Sénégal: Analyse de quelques lois relatives à Internet

En octobre 2014, ARTICLE 19 a mené une analyse portant sur l’état des libertés relatives à Internet au Sénégal. L’examen a porté en particulier sur la conformité entre le cadre juridique sénégalais régissant Internet et les normes internationales et comparées du droit à la liberté d’expression et à la liberté d’information.

Cette analyse publiée le 12 mars 2015 contribue au débat en cours sur les réformes du cadre jurique de la liberté d’expression à l’ère du numéérique.

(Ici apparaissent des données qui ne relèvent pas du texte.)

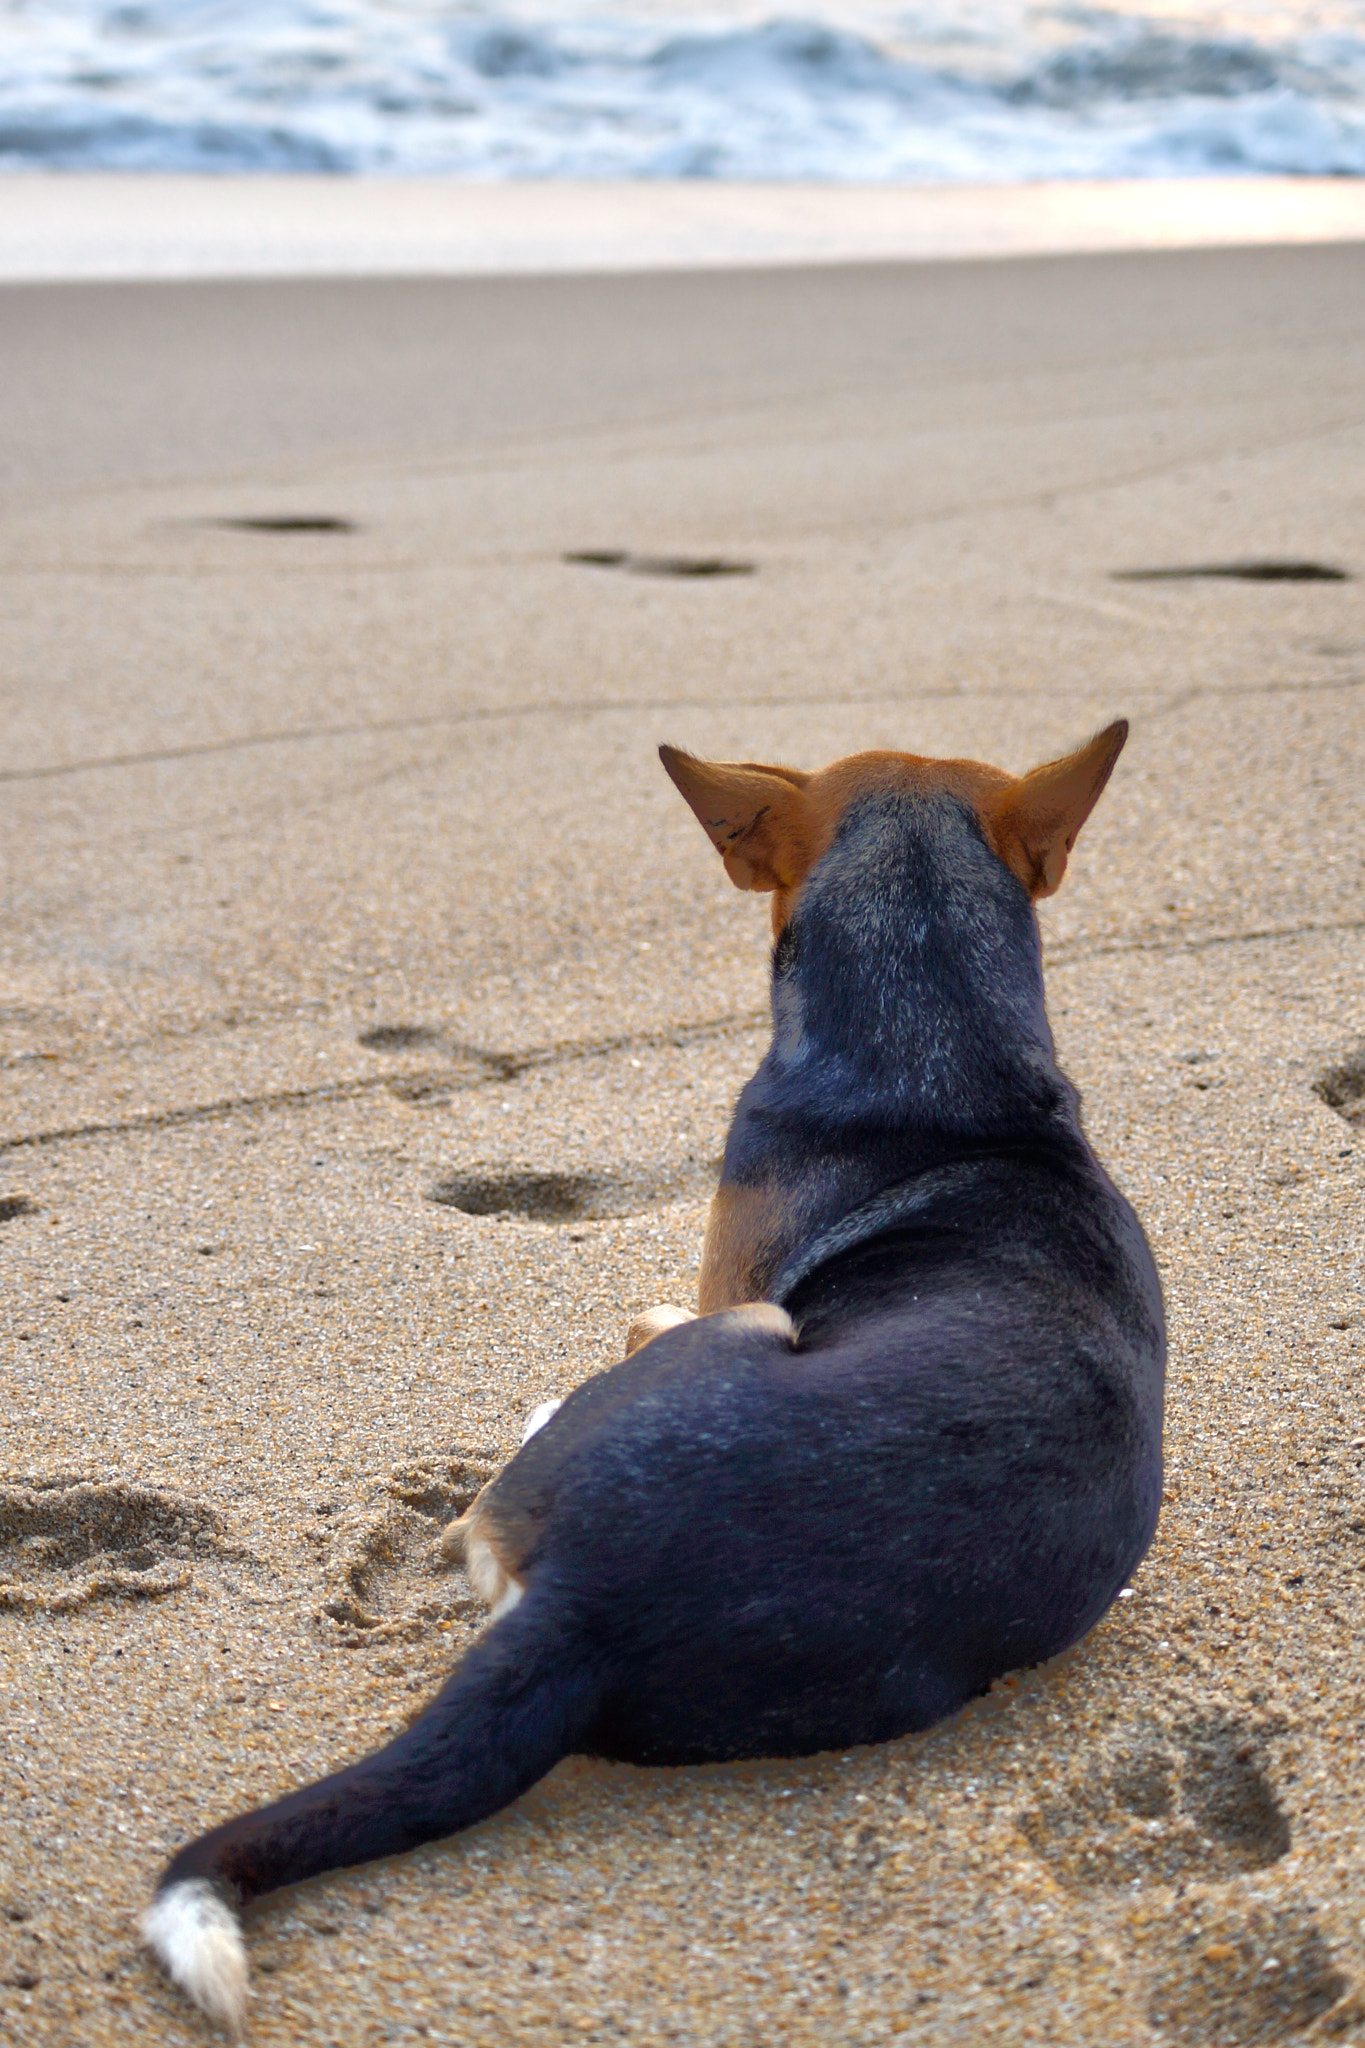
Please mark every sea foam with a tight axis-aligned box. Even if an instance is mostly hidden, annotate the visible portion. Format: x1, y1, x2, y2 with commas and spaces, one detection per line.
1, 0, 1363, 179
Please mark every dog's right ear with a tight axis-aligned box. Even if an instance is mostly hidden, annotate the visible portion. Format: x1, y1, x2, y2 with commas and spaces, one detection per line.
658, 746, 812, 892
989, 720, 1128, 899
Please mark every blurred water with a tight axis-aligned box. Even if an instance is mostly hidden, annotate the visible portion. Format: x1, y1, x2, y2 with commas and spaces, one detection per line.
2, 0, 1364, 177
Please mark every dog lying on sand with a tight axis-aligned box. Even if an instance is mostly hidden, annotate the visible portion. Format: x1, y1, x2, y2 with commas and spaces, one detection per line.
145, 724, 1165, 2034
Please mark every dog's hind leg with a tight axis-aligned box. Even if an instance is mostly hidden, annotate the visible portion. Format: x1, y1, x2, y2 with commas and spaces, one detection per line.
440, 1311, 693, 1582
439, 1401, 563, 1573
698, 1182, 785, 1312
440, 1488, 526, 1617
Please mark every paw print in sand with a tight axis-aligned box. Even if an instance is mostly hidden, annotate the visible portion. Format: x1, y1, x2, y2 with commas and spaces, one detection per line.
317, 1454, 495, 1647
0, 1476, 237, 1613
1018, 1708, 1290, 1890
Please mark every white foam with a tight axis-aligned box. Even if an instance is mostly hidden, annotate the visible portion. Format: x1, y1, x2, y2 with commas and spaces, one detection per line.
143, 1878, 248, 2037
1, 1, 1364, 180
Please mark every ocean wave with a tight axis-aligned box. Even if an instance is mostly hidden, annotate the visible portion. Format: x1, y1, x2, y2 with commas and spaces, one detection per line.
1, 0, 1364, 177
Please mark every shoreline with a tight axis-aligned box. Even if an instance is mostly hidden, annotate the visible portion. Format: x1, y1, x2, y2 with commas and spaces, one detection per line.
1, 173, 1364, 283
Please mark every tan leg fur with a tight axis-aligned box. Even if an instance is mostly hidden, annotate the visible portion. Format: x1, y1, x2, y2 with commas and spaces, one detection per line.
698, 1182, 784, 1313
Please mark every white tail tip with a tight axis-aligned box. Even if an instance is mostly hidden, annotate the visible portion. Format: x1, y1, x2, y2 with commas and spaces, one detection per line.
143, 1878, 248, 2037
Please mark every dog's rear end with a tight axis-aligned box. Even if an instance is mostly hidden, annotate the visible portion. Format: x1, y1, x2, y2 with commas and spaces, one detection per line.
145, 723, 1162, 2033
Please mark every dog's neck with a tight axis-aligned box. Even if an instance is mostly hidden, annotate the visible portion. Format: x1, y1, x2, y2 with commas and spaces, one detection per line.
729, 792, 1080, 1187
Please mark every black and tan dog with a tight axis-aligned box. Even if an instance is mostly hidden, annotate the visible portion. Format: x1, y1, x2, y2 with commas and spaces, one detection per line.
145, 725, 1165, 2033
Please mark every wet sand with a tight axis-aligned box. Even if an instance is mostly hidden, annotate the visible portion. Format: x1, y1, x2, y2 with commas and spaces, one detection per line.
4, 176, 1364, 285
2, 242, 1365, 2045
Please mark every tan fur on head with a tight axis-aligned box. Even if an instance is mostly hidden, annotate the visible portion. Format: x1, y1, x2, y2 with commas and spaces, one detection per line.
987, 722, 1128, 899
657, 749, 813, 899
660, 723, 1128, 932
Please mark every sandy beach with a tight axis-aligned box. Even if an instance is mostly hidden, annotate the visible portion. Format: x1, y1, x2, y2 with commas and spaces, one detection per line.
3, 230, 1365, 2045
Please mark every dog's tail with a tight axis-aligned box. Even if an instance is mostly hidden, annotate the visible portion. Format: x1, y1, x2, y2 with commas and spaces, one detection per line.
143, 1592, 602, 2036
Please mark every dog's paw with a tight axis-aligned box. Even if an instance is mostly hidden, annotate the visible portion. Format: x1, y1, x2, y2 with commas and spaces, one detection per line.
520, 1399, 563, 1445
625, 1304, 695, 1355
712, 1302, 797, 1345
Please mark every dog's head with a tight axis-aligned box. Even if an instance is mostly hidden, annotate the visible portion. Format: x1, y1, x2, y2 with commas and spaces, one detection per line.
659, 723, 1127, 934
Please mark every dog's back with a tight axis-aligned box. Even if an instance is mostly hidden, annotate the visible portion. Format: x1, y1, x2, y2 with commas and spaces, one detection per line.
471, 773, 1163, 1761
144, 723, 1164, 2033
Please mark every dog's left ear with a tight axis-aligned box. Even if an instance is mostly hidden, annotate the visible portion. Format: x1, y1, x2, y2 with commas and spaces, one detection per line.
989, 721, 1128, 899
658, 745, 812, 892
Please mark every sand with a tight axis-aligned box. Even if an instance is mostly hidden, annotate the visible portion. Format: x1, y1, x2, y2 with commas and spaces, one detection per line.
2, 239, 1364, 2047
4, 176, 1365, 285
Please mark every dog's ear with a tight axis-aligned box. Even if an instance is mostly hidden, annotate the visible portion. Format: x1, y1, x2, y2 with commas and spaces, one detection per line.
658, 746, 812, 892
989, 721, 1128, 899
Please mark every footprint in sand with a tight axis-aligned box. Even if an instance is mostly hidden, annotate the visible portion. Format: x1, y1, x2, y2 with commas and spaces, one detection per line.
428, 1160, 719, 1221
1018, 1708, 1291, 1890
1317, 1052, 1365, 1131
0, 1477, 240, 1613
206, 514, 358, 535
564, 548, 754, 579
1113, 558, 1349, 583
316, 1454, 495, 1647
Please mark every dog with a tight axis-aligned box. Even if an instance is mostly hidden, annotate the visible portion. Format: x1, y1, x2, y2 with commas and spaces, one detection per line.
144, 723, 1164, 2034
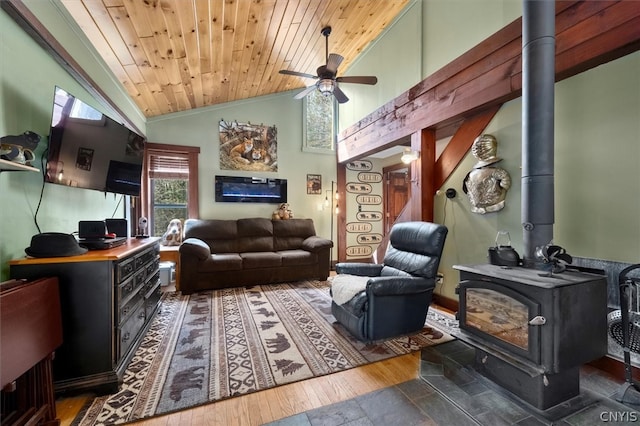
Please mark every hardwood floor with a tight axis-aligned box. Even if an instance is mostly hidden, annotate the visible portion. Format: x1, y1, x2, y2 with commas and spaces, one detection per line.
56, 352, 421, 426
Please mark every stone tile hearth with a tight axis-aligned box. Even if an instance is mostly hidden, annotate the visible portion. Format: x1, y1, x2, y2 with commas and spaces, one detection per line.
265, 340, 640, 426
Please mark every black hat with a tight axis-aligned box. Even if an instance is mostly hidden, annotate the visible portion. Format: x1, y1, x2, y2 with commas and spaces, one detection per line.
25, 232, 88, 257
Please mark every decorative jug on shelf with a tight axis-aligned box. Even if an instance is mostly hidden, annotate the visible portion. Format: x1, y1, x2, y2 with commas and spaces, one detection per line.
0, 143, 35, 166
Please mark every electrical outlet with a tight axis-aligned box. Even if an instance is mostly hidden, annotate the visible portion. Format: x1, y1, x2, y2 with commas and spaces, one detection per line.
436, 273, 444, 285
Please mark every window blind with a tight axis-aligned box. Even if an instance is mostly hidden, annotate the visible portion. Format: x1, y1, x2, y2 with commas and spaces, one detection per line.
148, 151, 189, 179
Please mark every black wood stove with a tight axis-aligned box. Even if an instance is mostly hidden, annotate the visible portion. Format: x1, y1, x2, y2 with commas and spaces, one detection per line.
454, 264, 608, 410
450, 0, 610, 413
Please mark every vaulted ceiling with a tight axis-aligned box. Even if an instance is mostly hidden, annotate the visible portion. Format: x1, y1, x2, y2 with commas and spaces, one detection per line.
59, 0, 410, 118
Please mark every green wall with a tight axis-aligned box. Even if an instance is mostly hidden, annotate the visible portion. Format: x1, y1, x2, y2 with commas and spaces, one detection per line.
422, 0, 522, 78
434, 52, 640, 300
0, 5, 140, 281
338, 1, 423, 130
19, 0, 146, 131
339, 0, 522, 130
145, 93, 338, 245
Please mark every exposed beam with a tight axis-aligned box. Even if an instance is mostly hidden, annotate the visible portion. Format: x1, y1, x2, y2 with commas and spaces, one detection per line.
337, 1, 640, 163
434, 106, 500, 189
412, 128, 436, 222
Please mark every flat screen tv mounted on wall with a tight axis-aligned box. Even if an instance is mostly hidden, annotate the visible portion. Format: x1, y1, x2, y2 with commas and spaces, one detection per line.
45, 86, 145, 196
215, 175, 287, 203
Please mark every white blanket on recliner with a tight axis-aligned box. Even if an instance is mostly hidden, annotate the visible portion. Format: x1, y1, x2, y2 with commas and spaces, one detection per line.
330, 274, 370, 306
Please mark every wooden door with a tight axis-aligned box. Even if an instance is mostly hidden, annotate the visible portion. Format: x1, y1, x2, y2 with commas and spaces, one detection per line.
383, 165, 410, 236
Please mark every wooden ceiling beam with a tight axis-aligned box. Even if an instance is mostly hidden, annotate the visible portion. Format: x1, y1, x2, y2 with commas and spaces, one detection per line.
433, 106, 500, 190
337, 1, 640, 163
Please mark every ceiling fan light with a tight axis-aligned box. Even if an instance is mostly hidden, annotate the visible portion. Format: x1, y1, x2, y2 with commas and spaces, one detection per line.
318, 79, 334, 96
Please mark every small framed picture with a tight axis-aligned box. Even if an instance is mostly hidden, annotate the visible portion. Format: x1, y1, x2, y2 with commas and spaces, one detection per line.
307, 174, 322, 194
76, 147, 94, 171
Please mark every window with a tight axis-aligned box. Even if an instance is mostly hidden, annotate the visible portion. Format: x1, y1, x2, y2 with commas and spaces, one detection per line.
142, 143, 200, 236
303, 89, 336, 153
70, 99, 104, 123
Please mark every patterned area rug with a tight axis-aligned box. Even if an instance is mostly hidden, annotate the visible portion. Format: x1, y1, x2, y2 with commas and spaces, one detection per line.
74, 280, 454, 425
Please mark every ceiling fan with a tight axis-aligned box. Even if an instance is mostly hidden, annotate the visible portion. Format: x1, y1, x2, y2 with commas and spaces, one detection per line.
279, 26, 378, 104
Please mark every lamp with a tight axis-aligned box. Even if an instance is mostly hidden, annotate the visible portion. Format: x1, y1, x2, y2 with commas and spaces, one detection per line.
318, 79, 335, 96
401, 148, 419, 164
47, 160, 64, 181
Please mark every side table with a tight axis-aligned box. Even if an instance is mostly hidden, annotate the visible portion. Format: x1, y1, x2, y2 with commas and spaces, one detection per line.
1, 277, 62, 425
159, 245, 180, 291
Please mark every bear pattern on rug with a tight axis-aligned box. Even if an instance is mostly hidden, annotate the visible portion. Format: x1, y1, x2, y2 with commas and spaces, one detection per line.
73, 280, 454, 425
160, 292, 211, 409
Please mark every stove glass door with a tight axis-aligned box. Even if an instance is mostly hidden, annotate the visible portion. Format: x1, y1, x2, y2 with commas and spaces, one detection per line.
459, 280, 541, 364
465, 287, 529, 350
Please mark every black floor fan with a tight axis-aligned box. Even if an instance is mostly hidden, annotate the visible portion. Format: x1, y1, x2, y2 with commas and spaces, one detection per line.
613, 263, 640, 405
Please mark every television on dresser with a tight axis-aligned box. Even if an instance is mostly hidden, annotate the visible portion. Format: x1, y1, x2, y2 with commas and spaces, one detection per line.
45, 86, 145, 196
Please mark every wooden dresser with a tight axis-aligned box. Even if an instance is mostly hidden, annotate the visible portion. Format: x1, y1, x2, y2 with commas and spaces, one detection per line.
10, 238, 161, 395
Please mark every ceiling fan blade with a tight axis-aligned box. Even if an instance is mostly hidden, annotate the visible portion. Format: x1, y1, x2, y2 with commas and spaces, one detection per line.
336, 76, 378, 85
279, 69, 318, 80
333, 85, 349, 104
325, 53, 344, 74
293, 85, 318, 100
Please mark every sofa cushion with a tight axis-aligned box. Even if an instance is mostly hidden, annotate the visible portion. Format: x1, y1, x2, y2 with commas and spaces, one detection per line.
184, 219, 239, 253
280, 249, 317, 266
241, 252, 282, 269
199, 253, 243, 272
237, 218, 274, 252
273, 218, 316, 251
180, 238, 211, 261
301, 236, 333, 253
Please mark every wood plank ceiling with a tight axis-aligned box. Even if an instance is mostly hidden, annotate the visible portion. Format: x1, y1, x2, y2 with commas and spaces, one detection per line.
60, 0, 410, 118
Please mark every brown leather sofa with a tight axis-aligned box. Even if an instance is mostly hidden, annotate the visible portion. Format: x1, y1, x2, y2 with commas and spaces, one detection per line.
179, 218, 333, 294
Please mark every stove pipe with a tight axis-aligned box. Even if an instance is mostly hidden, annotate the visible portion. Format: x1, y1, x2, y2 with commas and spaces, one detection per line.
521, 0, 555, 267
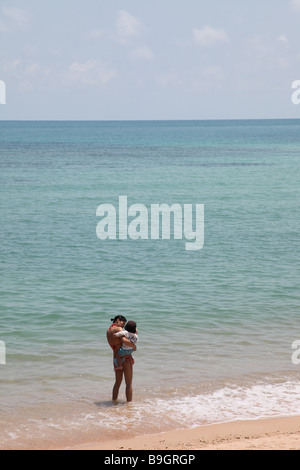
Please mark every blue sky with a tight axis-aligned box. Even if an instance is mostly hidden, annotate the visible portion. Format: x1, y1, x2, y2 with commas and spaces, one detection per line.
1, 0, 300, 120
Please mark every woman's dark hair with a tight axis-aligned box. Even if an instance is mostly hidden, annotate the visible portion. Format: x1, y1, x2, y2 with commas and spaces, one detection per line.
125, 320, 137, 333
111, 315, 127, 323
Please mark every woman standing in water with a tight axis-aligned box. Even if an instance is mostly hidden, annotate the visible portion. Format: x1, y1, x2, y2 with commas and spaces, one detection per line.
106, 315, 137, 402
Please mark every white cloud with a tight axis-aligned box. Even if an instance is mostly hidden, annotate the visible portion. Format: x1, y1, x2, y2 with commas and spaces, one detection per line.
290, 0, 300, 11
0, 20, 7, 32
24, 63, 50, 77
130, 46, 154, 61
156, 70, 183, 88
67, 59, 117, 86
245, 34, 293, 74
3, 7, 29, 23
88, 29, 106, 39
277, 34, 288, 45
0, 6, 30, 32
193, 25, 229, 47
156, 65, 225, 93
0, 58, 21, 76
116, 10, 144, 42
69, 60, 97, 74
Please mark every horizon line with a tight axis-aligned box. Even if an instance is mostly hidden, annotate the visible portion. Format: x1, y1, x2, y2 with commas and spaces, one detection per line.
1, 117, 300, 122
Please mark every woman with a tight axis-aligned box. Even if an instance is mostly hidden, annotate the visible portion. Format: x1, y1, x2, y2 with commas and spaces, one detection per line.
106, 315, 137, 402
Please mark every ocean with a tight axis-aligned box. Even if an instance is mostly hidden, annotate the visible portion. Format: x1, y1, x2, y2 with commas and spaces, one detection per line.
0, 119, 299, 449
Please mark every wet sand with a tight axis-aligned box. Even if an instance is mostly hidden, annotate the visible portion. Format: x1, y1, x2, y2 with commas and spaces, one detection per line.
66, 415, 300, 450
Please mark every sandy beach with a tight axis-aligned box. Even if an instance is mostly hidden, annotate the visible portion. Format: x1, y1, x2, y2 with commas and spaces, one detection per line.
67, 415, 300, 450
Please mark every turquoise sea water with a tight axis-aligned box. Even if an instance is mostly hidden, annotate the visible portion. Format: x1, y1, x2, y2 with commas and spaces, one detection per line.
0, 120, 300, 449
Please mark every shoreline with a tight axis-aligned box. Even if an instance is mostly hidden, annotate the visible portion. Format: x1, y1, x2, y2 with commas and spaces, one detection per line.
65, 415, 300, 450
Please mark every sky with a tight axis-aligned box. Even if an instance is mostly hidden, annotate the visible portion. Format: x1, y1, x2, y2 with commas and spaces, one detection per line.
1, 0, 300, 120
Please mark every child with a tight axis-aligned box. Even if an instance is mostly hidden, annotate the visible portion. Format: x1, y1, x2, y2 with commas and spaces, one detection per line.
113, 320, 138, 371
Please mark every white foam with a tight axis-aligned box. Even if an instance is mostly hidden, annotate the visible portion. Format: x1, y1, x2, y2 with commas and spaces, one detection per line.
140, 380, 300, 428
88, 379, 300, 432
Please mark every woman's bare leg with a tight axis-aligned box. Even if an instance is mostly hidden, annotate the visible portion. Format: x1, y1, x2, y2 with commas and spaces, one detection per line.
112, 369, 123, 401
122, 360, 133, 402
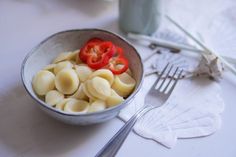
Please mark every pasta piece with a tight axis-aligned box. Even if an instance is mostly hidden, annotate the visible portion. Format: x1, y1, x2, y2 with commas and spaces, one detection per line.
88, 100, 106, 113
86, 80, 107, 100
55, 98, 74, 110
89, 98, 94, 103
69, 60, 76, 66
112, 72, 136, 97
106, 89, 124, 107
64, 99, 89, 113
91, 77, 111, 99
32, 70, 55, 96
55, 69, 79, 94
82, 81, 97, 100
75, 65, 93, 82
76, 54, 82, 64
43, 64, 56, 72
53, 52, 76, 63
89, 69, 114, 85
54, 61, 73, 74
45, 90, 64, 106
69, 83, 88, 100
71, 49, 80, 61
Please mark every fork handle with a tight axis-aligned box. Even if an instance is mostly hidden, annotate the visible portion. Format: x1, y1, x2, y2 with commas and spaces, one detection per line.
95, 106, 154, 157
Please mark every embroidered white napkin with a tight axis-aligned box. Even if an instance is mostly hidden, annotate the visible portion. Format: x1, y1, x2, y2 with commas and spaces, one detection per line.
118, 31, 225, 148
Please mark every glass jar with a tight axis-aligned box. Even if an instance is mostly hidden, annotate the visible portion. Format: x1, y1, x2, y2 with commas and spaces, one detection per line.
119, 0, 163, 35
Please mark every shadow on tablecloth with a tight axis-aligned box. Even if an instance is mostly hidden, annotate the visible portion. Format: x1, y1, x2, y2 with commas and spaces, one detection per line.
0, 83, 107, 156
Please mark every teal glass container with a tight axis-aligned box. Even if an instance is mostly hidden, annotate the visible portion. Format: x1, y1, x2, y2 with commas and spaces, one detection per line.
119, 0, 163, 35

Dans cette analyse, ARTICLE 19 remarque un certain nombre d’aspects positifs dans le cadre juridique sénégalais relatif à Internet, notamment:

  • La reconnaissance dans un grand nombre de lois et décrets du droit à la liberté d’expression dans les technologies numériques;
  • L’absence générale d’obligation et de contraintes pour les prestataires de services d’Internet de surveiller les informations qu’ils transmettent ou d’identifier les activités illégales sauf sur injonction des autorités judiciaires;
  • Les propositions positives du Projet de Code de la presse, dont l’abandon des dispositions concernant les procédures de « notification-et-retrait » pour les hébergeurs de sites et l’adoption d’un système requérant une injonction judiciaire.

Cependant, un grand nombre d’éléments sont totalement incompatibles avec les normes internationales et susceptibles d’avoir un impact sérieux sur la liberté d’expression au Sénégal. La Loi sur la cybercriminalité est particulièrement préoccupante: elle impose un grand nombre de restrictions de contenus, qui sont formulées de manière imprécise et ont potentiellement une portée trop large. De même pour le Décret sur la cryptologie, qui impose l’obtention d’une autorisation avant de fournir, importer et exporter, et dans certains cas utiliser, des logiciels de cryptologie. Par ailleurs, le Projet de Code de la Presse, qui comprend néanmoins quelques changements positifs, restreint également la définition du journaliste, menaçant d’exclure la plupart des blogueurs et citoyens journalistes, et impose des peines excessives privatives de liberté pour des délits liés à la diffamation, la calomnie et l’insulte.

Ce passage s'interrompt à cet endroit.